L'incipit della Gerusalemme liberata di Tasso letto da Ivano Marescotti

Biblioteca Ariostea, Palazzo Paradiso

Per festeggiare il decennale dell’associazione culturale “Gruppo del Tasso” di Ferrara nel 2020 l'attore Ivano Marescotti ha letto nella Biblioteca Ariostea di Palazzo Pardiso una serie di poesie selezionate da Cinzia Demi. L'evento si è aperto con la lettura da parte di Marescotti delle prime cinque ottave della Gerusalemme liberata di Torquato Tasso, che qui vi proponiamo. Nei primi versi del poema l'autore propone anzitutto l'enunciazione della materia epica con anticipazione della vittoriosa conclusione della Crociata e la presentazione di Goffredo di Buglione, poi invoca la Musa, a cui spiega la scelta artistica di inserire intermezzi romanzeschi nella trama storica, per divulgare la materia dell'opera. In grande evidenza l'elemento encomiastico, con la dedica del poema ad Alfonso II d'Este che potrà assumere il comando di una nuova crociata per liberare il Santo Sepolcro.
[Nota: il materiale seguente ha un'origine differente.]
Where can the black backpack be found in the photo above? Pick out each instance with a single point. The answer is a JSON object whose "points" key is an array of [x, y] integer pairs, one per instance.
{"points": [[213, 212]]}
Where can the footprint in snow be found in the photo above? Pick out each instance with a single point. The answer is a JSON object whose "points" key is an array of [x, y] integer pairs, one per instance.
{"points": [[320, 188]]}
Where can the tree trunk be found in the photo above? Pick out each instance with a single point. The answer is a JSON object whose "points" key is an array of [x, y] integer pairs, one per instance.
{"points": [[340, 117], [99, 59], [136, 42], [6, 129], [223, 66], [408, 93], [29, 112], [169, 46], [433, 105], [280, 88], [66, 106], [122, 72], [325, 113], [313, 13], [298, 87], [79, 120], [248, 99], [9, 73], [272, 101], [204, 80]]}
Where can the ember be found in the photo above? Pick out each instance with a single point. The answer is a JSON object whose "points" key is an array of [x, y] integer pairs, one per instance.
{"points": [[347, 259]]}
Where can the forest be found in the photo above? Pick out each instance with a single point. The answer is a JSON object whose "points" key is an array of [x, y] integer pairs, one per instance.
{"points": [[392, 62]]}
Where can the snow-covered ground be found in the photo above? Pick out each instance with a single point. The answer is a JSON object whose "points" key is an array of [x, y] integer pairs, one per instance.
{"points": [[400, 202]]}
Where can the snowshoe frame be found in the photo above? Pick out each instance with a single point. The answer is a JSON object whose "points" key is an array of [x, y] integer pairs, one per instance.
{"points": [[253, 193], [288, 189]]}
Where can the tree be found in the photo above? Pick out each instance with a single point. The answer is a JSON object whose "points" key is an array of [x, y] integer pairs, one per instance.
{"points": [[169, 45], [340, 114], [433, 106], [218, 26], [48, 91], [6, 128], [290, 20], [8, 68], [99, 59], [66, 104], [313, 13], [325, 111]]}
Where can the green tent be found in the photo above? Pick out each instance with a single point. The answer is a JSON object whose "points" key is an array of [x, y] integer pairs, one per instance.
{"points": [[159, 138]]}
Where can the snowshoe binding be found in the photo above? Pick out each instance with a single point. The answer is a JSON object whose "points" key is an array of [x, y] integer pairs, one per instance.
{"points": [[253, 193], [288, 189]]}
Canto l'arme pietose e 'l capitano
che 'l gran sepolcro liberò di Cristo.
Molto egli oprò co 'l senno e con la mano,
molto soffrí nel glorioso acquisto;
e in van l'Inferno vi s'oppose, e in vano
s'armò d'Asia e di Libia il popol misto.
Il Ciel gli diè favore, e sotto a i santi
segni ridusse i suoi compagni erranti.

O Musa, tu che di caduchi allori
non circondi la fronte in Elicona,
ma su nel cielo infra i beati cori
hai di stelle immortali aurea corona,
tu spira al petto mio celesti ardori,
tu rischiara il mio canto, e tu perdona
s'intesso fregi al ver, s'adorno in parte
d'altri diletti, che de' tuoi, le carte.

Sai che là corre il mondo ove piú versi
di sue dolcezze il lusinghier Parnaso,
e che 'l vero, condito in molli versi,
i piú schivi allettando ha persuaso.
Cosí a l'egro fanciul porgiamo aspersi
di soavi licor gli orli del vaso:
succhi amari ingannato intanto ei beve,
e da l'inganno suo vita riceve.

Tu, magnanimo Alfonso, il quale ritogli
al furor di fortuna e guidi in porto
me peregrino errante, e fra gli scogli
e fra l'onde agitato e quasi absorto,
queste mie carte in lieta fronte accogli,
che quasi in voto a te sacrate i' porto.
Forse un dí fia che la presaga penna
osi scriver di te quel ch'or n'accenna.

È ben ragion, s'egli averrà ch'in pace
il buon popol di Cristo unqua si veda,
e con navi e cavalli al fero Trace
cerchi ritòr la grande ingiusta preda,
ch'a te lo scettro in terra o, se ti piace,
l'alto imperio de' mari a te conceda.
Emulo di Goffredo, i nostri carmi
intanto ascolta, e t'apparecchia a l'armi.